2)この小説を原作として、若松孝二が映画化している。ネット上で見ることもできる。
3)この小説が発表されたのが1991年12月だとすれば、先日見たテレビ番組の阿部薫特集は、この小説の発表がきっかけとなって企画されたものだろう。当時、ちょっとしたミニ・ブームみたいなものが起きていたのかもしれない。
4)破滅型のミュージッシャンと元・女優作家の生活を描いた小説としては、淡々と時系列に整然と書き連ねて書いてあり、どこか、グラフ用紙か原稿用紙に、きっちりときれいな字で書かれたような印象がある。楽譜のない人生を、逆にそのことが、くっきりと浮かび上がらせる。
5)この小説は鈴木いずみの自伝的小説の形を取っているが、後年に浅場真弓が関係者からの証言や鈴木いずみの本やその他の資料から書き上げたものである。ある意味、阿部やスズキの人生とは、まるで違った手法ながら、まるで破綻のないような一遍の小説に仕上げている。

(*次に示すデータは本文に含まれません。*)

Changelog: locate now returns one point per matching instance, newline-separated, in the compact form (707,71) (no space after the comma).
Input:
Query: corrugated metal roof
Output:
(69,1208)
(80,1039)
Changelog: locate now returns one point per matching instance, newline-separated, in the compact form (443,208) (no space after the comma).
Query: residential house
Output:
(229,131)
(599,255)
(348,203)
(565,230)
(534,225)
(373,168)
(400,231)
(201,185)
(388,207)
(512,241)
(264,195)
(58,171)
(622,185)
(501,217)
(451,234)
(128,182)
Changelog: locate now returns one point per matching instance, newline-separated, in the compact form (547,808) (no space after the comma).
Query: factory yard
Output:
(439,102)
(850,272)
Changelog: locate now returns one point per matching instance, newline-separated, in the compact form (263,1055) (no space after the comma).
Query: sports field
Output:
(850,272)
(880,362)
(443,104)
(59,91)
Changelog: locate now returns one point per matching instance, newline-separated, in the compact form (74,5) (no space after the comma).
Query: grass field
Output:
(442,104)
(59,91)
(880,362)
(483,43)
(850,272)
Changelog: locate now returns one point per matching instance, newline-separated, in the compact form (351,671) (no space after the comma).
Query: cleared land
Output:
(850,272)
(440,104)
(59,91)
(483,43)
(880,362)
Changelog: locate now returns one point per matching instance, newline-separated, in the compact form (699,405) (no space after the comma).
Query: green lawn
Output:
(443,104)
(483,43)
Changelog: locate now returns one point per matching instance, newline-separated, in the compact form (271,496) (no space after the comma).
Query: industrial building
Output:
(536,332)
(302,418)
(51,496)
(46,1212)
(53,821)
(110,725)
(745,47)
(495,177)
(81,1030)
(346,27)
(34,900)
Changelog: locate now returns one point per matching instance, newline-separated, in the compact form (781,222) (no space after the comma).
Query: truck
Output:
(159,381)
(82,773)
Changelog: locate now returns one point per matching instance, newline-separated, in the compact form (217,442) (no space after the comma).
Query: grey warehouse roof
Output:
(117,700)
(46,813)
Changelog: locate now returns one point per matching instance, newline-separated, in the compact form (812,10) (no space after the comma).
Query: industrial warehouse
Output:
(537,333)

6)この作品を映画化した若松孝二も、2012年10月(ごく最近のことだ)に亡くなっている。
7)1977年に「Milford Graves– Meditation Among Us」に参加していた阿部薫。極北の志向性を持ちながら、しかもメディテーションという概念のすぐ脇に存在しながら、もし、この小説に書かれたような人生だったとしたら、やはり、彼の身における音から無音の世界へ、という大転換は、無理だったのだと思う。
8)三上寛のいうように1978年を超えることが、阿部薫にはできなかったのだ。
9)稲葉真弓の他の作品にも関心が深まるが、当の本人である鈴木いづみの残した作品群にも目を通しておく必要があるだろう。